The foundation of all the doomsday prophecies slated for December 21, 2012 (or December 23, depending on which calculations you use) are based on the assumption that the ancient mayans knew when the world was going to end, and structured their calendar accordingly. The final day of their calendar corresponds to 21 December (or 23rd) by the Gregorian calendar which we use in the modern western world.
The Gregorian calendar was introduced by
Pope Gregory XIII on 24 February, 1582, as an update to the old Julian Calendar (introduced by Julius Caesar) to correct errors which had crept in. It is the modern calendar which we are all familiar with – twelve months of varying length making up a civil year of 365 days, with leap years every time the year number is divisible by four and not divisible by one hundred (unless it’s also divisible by four hundred). The julian calendar was exactly the same, except that leap years were every fourth year with no exceptions, which led to the calendar date drifting out of alignment with the definition of a year (one orbit around the sun), with the count of years starting at the year 1AD, the traditional date of the birth of Jesus.

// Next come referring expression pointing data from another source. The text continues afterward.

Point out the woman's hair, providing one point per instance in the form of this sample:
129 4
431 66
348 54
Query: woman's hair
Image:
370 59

(Updated 13-jan-2010. Previous version only considered the Long Count, ignoring the various other calendars, and the significance the mayans attached to the numbers thirteen and twenty)
The ancient Mayans had a different concept of time altogether. For them, a calendar represented a mesh of spiritual and physical cycles, and they therefore had many different calendars which were used for different purposes. The calendars were based on such diverse things as astrological mythology, the menstrual cycle, astronomical observations, and mathematical calculations based on the numbers twenty and thirteen. Each day had a patron spirit, signifying that each day had specific use. The tzolk’in calendar was 260 days long, while the haab’ was close to the solar year at 365 days. These two calendars were combined into a cycle lasting 52 haab’s, called the Calendar Round. Within the Round were the trecena and the veintena cycles, consisting of thirteen and twenty days respectively. They also had a system called the Venus Cycle, based on the location of Venus in the night sky (they were keen and accurate astronomers), and possibly had even more cycles based on the other planets as well.

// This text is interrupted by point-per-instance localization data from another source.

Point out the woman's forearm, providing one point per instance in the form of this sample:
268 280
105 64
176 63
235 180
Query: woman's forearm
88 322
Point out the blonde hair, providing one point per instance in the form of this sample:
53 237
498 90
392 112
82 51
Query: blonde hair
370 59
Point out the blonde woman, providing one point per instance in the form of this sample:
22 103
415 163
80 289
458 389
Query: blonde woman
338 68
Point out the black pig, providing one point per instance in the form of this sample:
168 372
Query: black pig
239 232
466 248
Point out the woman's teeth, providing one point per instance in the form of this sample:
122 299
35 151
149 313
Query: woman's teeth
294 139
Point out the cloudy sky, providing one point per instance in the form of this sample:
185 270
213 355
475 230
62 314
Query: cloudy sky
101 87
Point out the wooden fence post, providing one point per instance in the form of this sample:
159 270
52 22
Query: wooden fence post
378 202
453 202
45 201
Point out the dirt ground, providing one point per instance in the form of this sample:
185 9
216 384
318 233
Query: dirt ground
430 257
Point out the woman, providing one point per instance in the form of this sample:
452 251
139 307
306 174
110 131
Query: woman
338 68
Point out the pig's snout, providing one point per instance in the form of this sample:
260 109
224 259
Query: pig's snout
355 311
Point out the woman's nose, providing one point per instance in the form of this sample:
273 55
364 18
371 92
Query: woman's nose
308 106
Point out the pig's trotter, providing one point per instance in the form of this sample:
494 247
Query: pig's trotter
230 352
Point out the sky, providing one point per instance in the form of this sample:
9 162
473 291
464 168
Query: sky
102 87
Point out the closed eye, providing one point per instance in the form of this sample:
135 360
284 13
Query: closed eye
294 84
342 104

The Calendar Round was very efficient and practical for normal daily affairs, such as remembering religious ceremonies, harvest times, or your birthday, but since it only covered fifty two years, wasn’t much use for recording history, or long term predictions. For this purpose, the Mayans devised the Long Count, and it it this Long Count on which the doomsday cultists are focusing.
The Long Count works as follows: Twenty days make one uinal, 18 uinals (360 days) make one tun, 20 tuns make one k’atun, and 20 k’atuns (144000 days) make up one b’ak’tun. The calender starts at the day they believed the universe was created, and is presumed to end after 13 b’ak’tuns. Notation works like this: The date of 8.3.2.10.15 represents 8 b’ak’tuns, 3 k’atuns, 2 tuns, 10 uinals and 15 days since creation.
The reasoning goes, then, that since the ancient Mayan’s believed that the earth was created on date 0.0.0.0.0 and their calendar runs out of number on 13.0.0.0.0, then the world must surely end on 13.0.0.0.0, which corresponds to 21 or 23 December 2012.
The first problem with this theory, I think, is that 0.0.0.0.0 corresponds with either 11 or 13 august, 3114 BC. This conflicts with geological evidence (indicating that the earth is over four billion years old),
young earth creationist ideas (that the earth was created in 4004 BC), and pretty much every other mythology from around the world. We have to ask what makes the ancient Mayans so trustworthy, especially when we have solid archaeological evidence of human activity from long before then? More likely the creation date was symbolic mythology, much like the
Judeo-Christian creation account, and the date has no actual physical significance.
Secondly, the Long Count could just as easily run up to 20.0.0.0.0 – roughly the year 8000AD. And finally, there is no evidence to suggest that the ancient Mayan’s themselves attached any significance to the end of their calendar. There’s no reason to believe that the Long Count wouldn’t just reset, as makes sense for a cyclical system and as even our own annual calendar does. After all, December 31 is usually followed by January 1, not the end of the world! In fact the traditional interpretation of the end of the Long Count is that it signifies the beginning of a new era, a spiritual transformation (not unlike the idea of moving into The Age Of Aquarius), with no bundled apocalypse!
In short, it seems that the proponents of various apocalyptic scenarios have latched onto New Age beliefs regarding the Mayan calendar, and are using 21 December 2012 as simply the latest in a very long line of Armageddon predictions. There’s nothing new here to see, we can all just move along.